What was until recently a featureless expanse of frozen peat is turning into a watery landscape of lakes, some more than a kilometre across. Kirpotin suspects that some unknown critical threshold has been crossed, triggering the melting.
Western Siberia has warmed faster than almost anywhere else on the planet, with an increase in average temperatures of some 3 °C in the last 40 years. The warming is believed to be a combination of man-made climate change, a cyclical change in atmospheric circulation known as the Arctic oscillation, plus feedbacks caused by melting ice, which exposes bare ground and ocean. These absorb more solar heat than white ice and snow.
Similar warming has also been taking place in Alaska: earlier this summer Jon Pelletier of the University of Arizona in Tucson reported a major expansion of lakes on the North Slope fringing the Arctic Ocean.
The findings from western Siberia follow a report two months ago that thousands of lakes in eastern Siberia have disappeared in the last 30 years, also because of climate change (New Scientist, 11 June, p 16). This apparent contradiction arises because the two events represent opposite end of the same process, known as thermokarsk.
In this process, rising air temperatures first create “frost-heave”, which turns the flat permafrost into a series of hollows and hummocks known as salsas. Then as the permafrost begins to melt, water collects on the surface, forming ponds that are prevented from draining away by the frozen bog beneath. The ponds coalesce into ever larger lakes until, finally, the last permafrost melts and the lakes drain away underground.
“This is an ecological landslide that is probably irreversible and is undoubtedly connected to climatic warming”
Siberia’s peat bogs formed around 11,000 years ago at the end of the last ice age. Since then they have been generating methane, most of which has been trapped within the permafrost, and sometimes deeper in ice-like structures known as clathrates. Larry Smith of the University of California, Los Angeles, estimates that the west Siberian bog alone contains some 70 billion tonnes of methane, a quarter of all the methane stored on the land surface worldwide.
His colleague Karen Frey says if the bogs dry out as they warm, the methane will oxidise and escape into the air as carbon dioxide. But if the bogs remain wet, as is the case in western Siberia today, then the methane will be released straight into the atmosphere. Methane is 20 times as potent a greenhouse gas as carbon dioxide.
In May this year, Katey Walter of the University of Alaska Fairbanks told a meeting in Washington of the Arctic Research Consortium of the US that she had found methane hotspots in eastern Siberia, where the gas was bubbling from thawing permafrost so fast it was preventing the surface from freezing, even in the midst of winter.
An international research partnership known as the Global Carbon Project earlier this year identified melting permafrost as a major source of feedbacks that could accelerate climate change by releasing greenhouse gases into the atmosphere. “Several hundred billion tonnes of carbon could be released,” said the project’s chief scientist, Pep Canadell of the CSIRO Division of Marine and Atmospheric Research in Canberra, Australia.

August 12th, 2005 at 17:31
Hey Matthew - I hear what you’re saying.
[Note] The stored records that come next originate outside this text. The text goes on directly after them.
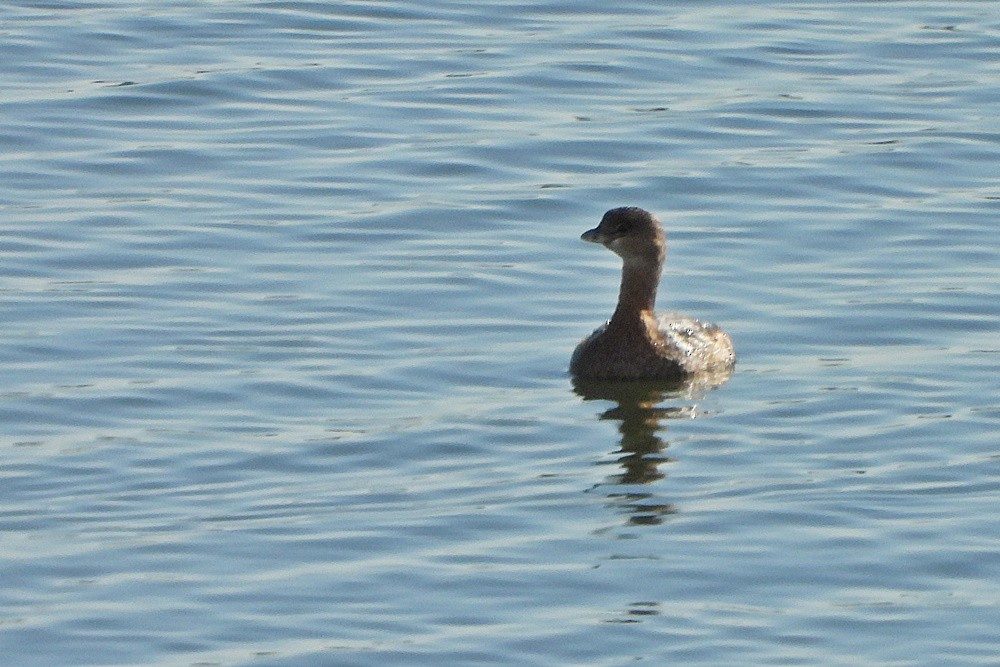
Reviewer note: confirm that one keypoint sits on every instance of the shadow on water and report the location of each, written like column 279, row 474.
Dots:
column 641, row 410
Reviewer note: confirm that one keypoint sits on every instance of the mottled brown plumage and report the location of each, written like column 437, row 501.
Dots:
column 636, row 343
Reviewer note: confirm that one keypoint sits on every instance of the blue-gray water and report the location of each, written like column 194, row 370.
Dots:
column 289, row 290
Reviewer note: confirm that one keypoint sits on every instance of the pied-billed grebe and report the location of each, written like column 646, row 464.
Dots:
column 636, row 343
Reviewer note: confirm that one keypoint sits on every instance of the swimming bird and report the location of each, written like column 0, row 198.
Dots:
column 637, row 343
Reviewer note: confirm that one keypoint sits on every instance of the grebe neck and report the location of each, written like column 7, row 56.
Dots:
column 640, row 277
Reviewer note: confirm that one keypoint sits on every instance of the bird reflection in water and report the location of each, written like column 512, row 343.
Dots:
column 640, row 410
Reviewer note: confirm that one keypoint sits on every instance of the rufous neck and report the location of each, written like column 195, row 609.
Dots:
column 640, row 278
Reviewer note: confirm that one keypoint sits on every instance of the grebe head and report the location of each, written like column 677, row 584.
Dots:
column 631, row 233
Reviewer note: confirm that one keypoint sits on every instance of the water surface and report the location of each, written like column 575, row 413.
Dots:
column 290, row 289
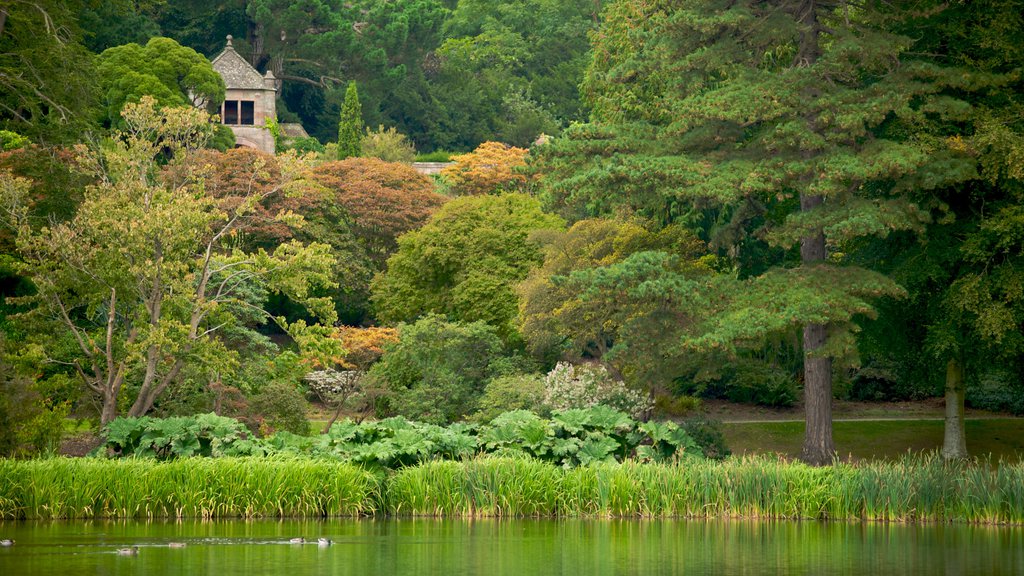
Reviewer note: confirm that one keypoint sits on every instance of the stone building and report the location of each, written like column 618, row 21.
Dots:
column 249, row 99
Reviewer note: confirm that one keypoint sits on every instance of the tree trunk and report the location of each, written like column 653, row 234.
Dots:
column 818, row 448
column 110, row 410
column 954, row 443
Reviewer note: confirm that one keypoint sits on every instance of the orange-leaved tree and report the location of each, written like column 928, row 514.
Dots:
column 380, row 200
column 488, row 169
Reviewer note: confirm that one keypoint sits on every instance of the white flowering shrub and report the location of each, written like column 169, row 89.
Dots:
column 568, row 386
column 332, row 385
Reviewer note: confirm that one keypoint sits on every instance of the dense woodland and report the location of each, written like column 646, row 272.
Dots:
column 652, row 202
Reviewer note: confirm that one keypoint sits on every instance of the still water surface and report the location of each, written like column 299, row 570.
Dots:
column 509, row 548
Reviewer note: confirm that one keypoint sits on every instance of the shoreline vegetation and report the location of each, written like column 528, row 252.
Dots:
column 919, row 488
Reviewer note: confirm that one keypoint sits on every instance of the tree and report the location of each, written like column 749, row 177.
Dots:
column 965, row 310
column 143, row 277
column 350, row 126
column 438, row 369
column 596, row 296
column 488, row 169
column 381, row 200
column 465, row 262
column 802, row 108
column 46, row 92
column 172, row 74
column 389, row 146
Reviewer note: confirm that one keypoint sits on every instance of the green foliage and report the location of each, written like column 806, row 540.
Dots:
column 388, row 145
column 747, row 380
column 998, row 392
column 47, row 85
column 200, row 488
column 306, row 145
column 145, row 278
column 12, row 140
column 30, row 422
column 708, row 435
column 569, row 438
column 280, row 406
column 521, row 392
column 675, row 406
column 350, row 125
column 916, row 488
column 568, row 387
column 166, row 439
column 464, row 262
column 436, row 156
column 172, row 74
column 588, row 301
column 438, row 369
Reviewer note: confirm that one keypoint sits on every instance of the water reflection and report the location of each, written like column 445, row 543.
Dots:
column 509, row 547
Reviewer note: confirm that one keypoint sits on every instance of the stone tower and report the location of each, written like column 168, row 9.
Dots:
column 249, row 99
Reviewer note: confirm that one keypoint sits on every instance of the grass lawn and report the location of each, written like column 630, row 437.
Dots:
column 880, row 439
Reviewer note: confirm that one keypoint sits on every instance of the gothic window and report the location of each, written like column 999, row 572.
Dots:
column 248, row 113
column 230, row 112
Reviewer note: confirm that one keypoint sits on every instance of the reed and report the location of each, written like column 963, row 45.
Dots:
column 60, row 488
column 916, row 488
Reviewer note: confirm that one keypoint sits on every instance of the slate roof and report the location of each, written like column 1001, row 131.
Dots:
column 236, row 71
column 293, row 130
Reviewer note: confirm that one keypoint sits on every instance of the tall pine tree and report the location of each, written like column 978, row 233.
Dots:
column 801, row 109
column 350, row 126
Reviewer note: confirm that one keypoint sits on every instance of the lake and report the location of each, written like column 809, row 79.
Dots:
column 517, row 547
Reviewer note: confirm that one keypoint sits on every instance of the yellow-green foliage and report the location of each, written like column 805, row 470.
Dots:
column 61, row 488
column 919, row 488
column 914, row 489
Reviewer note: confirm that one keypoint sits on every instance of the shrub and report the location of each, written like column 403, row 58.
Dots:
column 524, row 392
column 465, row 261
column 996, row 392
column 676, row 406
column 757, row 382
column 12, row 140
column 28, row 424
column 388, row 145
column 437, row 369
column 164, row 439
column 488, row 169
column 568, row 439
column 364, row 346
column 280, row 406
column 436, row 156
column 744, row 380
column 568, row 386
column 708, row 435
column 305, row 145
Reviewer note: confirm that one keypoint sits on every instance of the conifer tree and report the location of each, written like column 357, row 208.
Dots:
column 805, row 109
column 350, row 126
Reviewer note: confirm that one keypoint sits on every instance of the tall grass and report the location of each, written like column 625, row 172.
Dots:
column 918, row 488
column 60, row 488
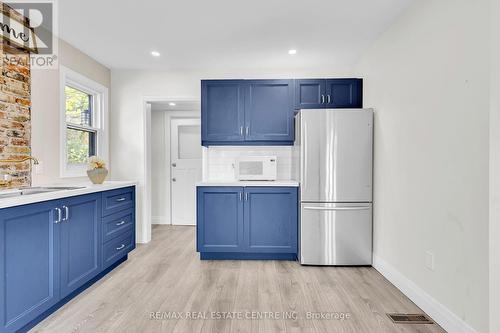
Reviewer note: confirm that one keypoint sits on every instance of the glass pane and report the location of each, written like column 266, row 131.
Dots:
column 189, row 141
column 80, row 145
column 78, row 107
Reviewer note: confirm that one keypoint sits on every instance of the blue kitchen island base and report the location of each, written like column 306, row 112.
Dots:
column 68, row 298
column 247, row 256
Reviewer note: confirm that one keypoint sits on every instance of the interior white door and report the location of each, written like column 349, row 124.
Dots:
column 186, row 168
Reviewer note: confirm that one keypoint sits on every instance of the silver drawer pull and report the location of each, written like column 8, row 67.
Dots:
column 336, row 208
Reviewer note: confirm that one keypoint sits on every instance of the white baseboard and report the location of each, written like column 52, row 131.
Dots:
column 159, row 220
column 437, row 311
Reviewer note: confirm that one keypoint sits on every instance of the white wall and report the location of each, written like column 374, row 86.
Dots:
column 495, row 170
column 221, row 161
column 427, row 78
column 45, row 113
column 129, row 90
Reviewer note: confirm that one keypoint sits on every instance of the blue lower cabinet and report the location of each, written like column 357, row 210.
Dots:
column 118, row 248
column 247, row 223
column 271, row 220
column 80, row 241
column 219, row 219
column 51, row 251
column 29, row 263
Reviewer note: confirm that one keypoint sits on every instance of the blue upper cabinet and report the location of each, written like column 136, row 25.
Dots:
column 247, row 112
column 310, row 94
column 328, row 93
column 269, row 111
column 80, row 241
column 271, row 219
column 29, row 263
column 219, row 219
column 344, row 93
column 222, row 111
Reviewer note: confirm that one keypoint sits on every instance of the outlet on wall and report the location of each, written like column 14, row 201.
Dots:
column 429, row 260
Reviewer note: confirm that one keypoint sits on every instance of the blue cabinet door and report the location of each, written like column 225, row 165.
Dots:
column 310, row 94
column 80, row 241
column 29, row 263
column 344, row 93
column 222, row 111
column 219, row 219
column 269, row 111
column 271, row 219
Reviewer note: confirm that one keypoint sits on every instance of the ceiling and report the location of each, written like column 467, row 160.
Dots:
column 229, row 34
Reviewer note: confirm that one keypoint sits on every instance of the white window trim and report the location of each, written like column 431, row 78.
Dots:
column 100, row 92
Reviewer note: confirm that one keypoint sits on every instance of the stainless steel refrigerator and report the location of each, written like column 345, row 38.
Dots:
column 335, row 153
I’ve been thinking the same thing for some time. The big question: will it ultimately make a difference?
Stay strong brother.
Best,
Cam
December 28th, 2005 at 11:22
maybe it won’t be as bad as it sounds
December 28th, 2005 at 11:43
Just so nobody gets the wrong idea, Liz was — I hope — being a little sarcastic. That’s a climate skeptic site, to be read with a serious dose of caution. Don’t believe me? Take a look at their position statement which completely contradicts the global scientific consensus on climate change science.